I’ve always found that new breakthroughs are often things you can’t predict – the whole evolution of CT and MRI is indicative of this. We certainly didn’t predict we would be doing live functional MRI when things were starting. It just didn't seem possible.

Our work at Robarts, and here at the BMEIS School, is focused on minimally invasive surgery with dedicated, intelligent instruments, coupled with imaging to help us approach surgical targets more precisely and safely. I think we have tremendous opportunities to use developments in computing, robotics and artificial intelligence, along with imaging, to help us achieve these goals – and it’s absolutely essential that we work together.
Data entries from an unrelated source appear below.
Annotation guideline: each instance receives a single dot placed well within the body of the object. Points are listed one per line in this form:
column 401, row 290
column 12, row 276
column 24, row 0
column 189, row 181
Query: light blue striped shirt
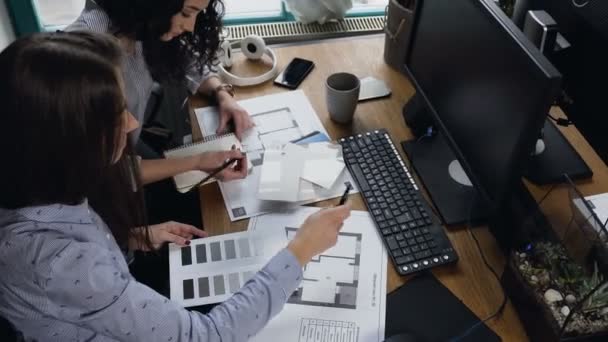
column 64, row 278
column 137, row 77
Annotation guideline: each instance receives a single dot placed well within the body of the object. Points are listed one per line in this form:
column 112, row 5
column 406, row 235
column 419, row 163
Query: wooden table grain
column 469, row 279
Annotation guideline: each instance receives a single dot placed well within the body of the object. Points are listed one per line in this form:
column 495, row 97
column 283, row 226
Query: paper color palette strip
column 210, row 270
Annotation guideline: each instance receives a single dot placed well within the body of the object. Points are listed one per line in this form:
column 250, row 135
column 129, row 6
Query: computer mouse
column 404, row 337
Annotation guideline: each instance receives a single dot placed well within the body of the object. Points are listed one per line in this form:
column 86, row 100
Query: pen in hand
column 213, row 173
column 345, row 194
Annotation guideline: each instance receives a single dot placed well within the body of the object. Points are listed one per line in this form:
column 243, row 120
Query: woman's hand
column 231, row 110
column 209, row 161
column 160, row 234
column 318, row 233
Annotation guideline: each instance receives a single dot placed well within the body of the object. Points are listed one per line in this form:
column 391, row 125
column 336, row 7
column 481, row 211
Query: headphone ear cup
column 226, row 54
column 253, row 47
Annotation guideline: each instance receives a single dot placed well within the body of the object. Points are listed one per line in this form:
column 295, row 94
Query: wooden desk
column 469, row 279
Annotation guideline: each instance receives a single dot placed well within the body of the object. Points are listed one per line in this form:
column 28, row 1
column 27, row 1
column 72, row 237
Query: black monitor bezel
column 528, row 139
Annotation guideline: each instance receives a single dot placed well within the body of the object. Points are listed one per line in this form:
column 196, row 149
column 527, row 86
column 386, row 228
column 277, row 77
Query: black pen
column 345, row 194
column 215, row 172
column 311, row 134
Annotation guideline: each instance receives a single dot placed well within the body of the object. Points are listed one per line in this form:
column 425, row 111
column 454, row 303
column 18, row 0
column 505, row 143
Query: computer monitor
column 488, row 90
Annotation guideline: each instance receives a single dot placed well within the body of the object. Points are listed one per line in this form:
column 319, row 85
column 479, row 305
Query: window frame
column 25, row 18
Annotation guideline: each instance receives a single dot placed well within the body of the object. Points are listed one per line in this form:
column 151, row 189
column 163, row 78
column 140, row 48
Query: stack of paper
column 291, row 172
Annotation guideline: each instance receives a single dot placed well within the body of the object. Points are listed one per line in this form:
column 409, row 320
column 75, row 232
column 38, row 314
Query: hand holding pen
column 223, row 165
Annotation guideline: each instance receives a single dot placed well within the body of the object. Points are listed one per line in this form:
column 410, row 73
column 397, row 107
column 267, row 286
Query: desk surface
column 469, row 279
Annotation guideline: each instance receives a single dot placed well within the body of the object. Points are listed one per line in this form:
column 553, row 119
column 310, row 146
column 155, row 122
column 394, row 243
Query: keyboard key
column 359, row 177
column 392, row 243
column 401, row 260
column 405, row 218
column 415, row 213
column 387, row 213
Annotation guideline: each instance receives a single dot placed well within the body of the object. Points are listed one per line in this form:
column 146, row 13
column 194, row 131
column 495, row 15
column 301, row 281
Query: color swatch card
column 210, row 270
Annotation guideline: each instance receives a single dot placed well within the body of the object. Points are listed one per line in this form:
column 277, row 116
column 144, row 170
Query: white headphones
column 253, row 47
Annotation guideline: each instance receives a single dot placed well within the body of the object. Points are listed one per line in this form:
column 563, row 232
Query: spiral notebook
column 187, row 180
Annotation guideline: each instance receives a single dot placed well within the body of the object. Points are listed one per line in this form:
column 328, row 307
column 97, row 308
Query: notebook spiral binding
column 205, row 140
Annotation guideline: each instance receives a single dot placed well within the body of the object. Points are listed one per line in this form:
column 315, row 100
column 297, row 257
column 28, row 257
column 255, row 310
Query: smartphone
column 295, row 73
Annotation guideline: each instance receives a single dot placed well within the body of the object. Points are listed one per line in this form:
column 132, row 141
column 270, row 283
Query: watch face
column 229, row 88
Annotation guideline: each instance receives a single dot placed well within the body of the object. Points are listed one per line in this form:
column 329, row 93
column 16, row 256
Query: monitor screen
column 487, row 88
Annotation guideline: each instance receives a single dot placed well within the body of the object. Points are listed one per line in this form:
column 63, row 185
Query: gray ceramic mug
column 342, row 95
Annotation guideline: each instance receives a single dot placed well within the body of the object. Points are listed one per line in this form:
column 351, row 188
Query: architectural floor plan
column 338, row 289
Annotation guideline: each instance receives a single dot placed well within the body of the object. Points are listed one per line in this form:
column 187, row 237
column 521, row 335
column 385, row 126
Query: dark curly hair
column 147, row 20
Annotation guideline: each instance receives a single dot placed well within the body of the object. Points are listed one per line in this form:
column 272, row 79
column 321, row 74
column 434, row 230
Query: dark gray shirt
column 137, row 78
column 64, row 278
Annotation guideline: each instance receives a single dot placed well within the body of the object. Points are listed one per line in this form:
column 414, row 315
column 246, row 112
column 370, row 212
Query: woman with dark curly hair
column 168, row 41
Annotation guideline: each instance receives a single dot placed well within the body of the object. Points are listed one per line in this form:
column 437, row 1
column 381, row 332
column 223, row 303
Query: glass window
column 370, row 7
column 247, row 9
column 58, row 13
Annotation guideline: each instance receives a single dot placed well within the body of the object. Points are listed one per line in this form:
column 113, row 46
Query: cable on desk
column 503, row 303
column 560, row 121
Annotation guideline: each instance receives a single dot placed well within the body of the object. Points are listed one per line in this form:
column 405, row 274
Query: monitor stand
column 445, row 181
column 555, row 157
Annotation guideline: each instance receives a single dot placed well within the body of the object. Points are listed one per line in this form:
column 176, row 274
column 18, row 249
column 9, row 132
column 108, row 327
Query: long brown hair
column 62, row 111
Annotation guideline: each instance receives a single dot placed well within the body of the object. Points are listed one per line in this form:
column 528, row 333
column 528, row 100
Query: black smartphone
column 295, row 73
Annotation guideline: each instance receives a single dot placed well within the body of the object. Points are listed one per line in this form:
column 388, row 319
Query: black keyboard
column 414, row 238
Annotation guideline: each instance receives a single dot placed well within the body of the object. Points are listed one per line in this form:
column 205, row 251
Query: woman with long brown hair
column 70, row 208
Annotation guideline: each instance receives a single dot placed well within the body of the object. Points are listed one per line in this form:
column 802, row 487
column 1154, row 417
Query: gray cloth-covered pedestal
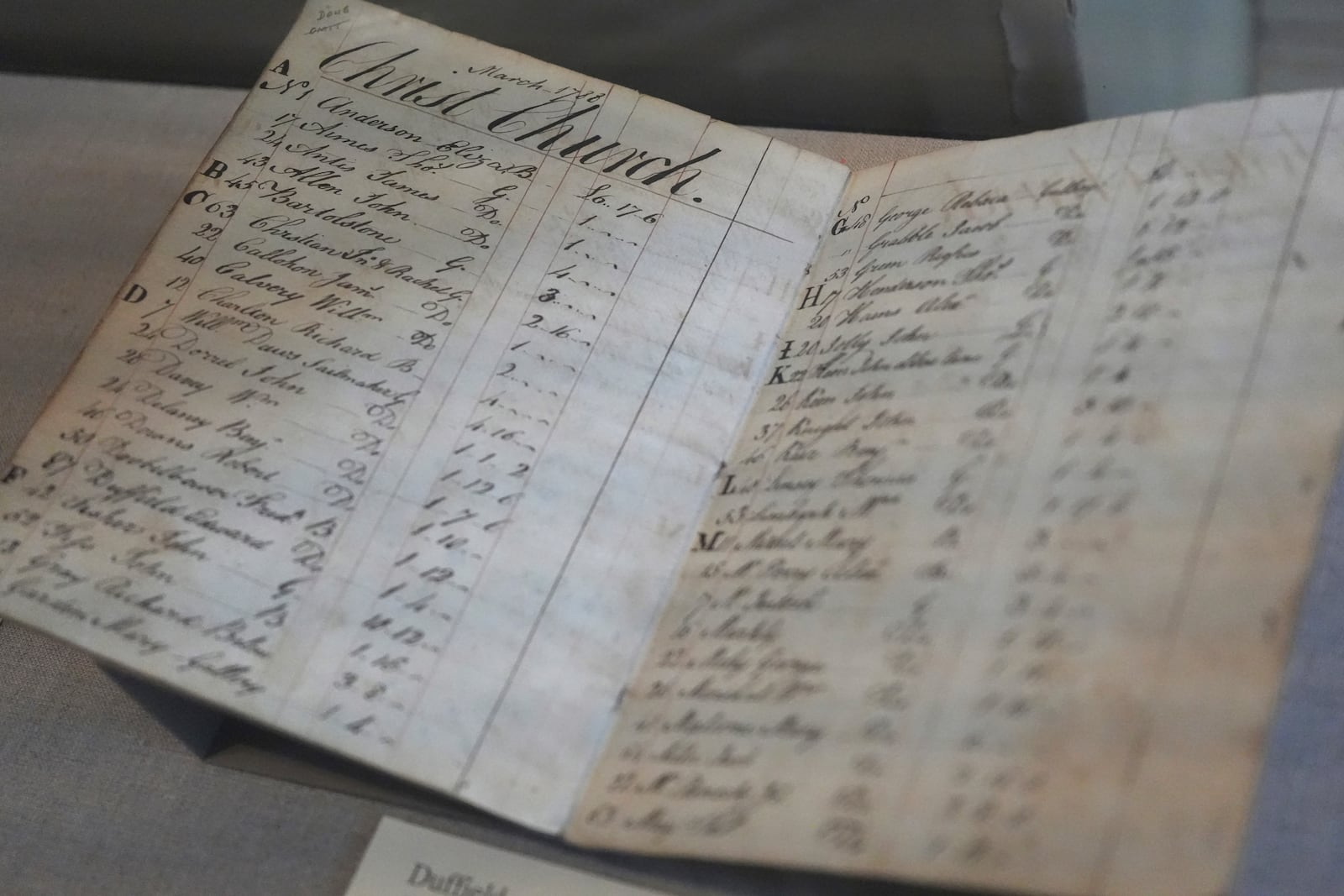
column 104, row 785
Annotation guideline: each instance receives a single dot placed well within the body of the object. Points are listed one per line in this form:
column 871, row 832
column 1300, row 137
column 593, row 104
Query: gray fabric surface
column 102, row 785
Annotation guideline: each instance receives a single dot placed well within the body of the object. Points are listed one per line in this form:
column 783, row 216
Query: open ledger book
column 643, row 479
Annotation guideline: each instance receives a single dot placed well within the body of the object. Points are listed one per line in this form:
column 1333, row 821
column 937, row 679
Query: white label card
column 405, row 859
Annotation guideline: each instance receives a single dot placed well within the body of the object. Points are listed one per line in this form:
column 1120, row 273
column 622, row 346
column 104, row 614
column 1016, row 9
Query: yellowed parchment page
column 998, row 584
column 396, row 432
A shift in the field is the way we’re using the latest technologies to develop more economic solutions to clinical practice. For example, Robarts has Canada’s only 7T scanner, but it would be impossible to expect to scan every patient who requires an MRI with this facility. However, with the advantage of the higher resolution and sensitivity offered by the 7T, we can identify characteristics of the brain which aren’t currently visible on lower field scanners, and this in turn informs us about how to improve protocols to extract similar information with the more widely available 3T machines.

Another example is the opportunity to use low footprint and affordable ultrasound, (whose quality has improved dramatically over the past couple of decades), combined with augmented reality visualization techniques, to develop low cost solutions for minimally-invasive therapies for widespread deployment in less developed countries.  

What will you be focusing on during your sabbatical with the School?

I’m here to learn as much as I can. We’ve already started writing a joint grant between King’s and Western University concerned with using High Field imaging to better diagnose epilepsy by more accurately locating the signals we get from electrodes placed in the brain.

I also want to learn more about what’s going on in Deep Learning and if there’s a way we can use this approach to predict the histology of affected brain areas from MRI in epilepsy patients. At MICCAI, which took place just last week, there’s been a definite shift towards Deep Learning in medical image computing, and I’m particularly interested in how that can help the computer assisted image-guidance community. I’m planning to work closely with Prof Julia Schnabel, Chair in Computational Imaging, and her team to learn more about her work using Deep Learning to analyse MRI scans.

At Robarts, we also work a lot with cardiac interventions. I want to find out what techniques I can take back to Canada to understand heart valve pathologies using MRI imaging to help us design better therapies and treatments.

My lab also has an ongoing collaboration with King’s College Hospital at  Denmark Hill on mitral valve repair, where we are creating patient-specific valve models to help understand the impact of new therapies.  

On the other hand, I also hope I can bring some expertise from Robarts’ to the table. My colleagues already have 10 years’ experience with 7T MRI, developing new pulse sequences and building customized coils in their radiofrequency labs. This expertise will be of huge benefit when setting up the new 7T facilities at St Thomas’.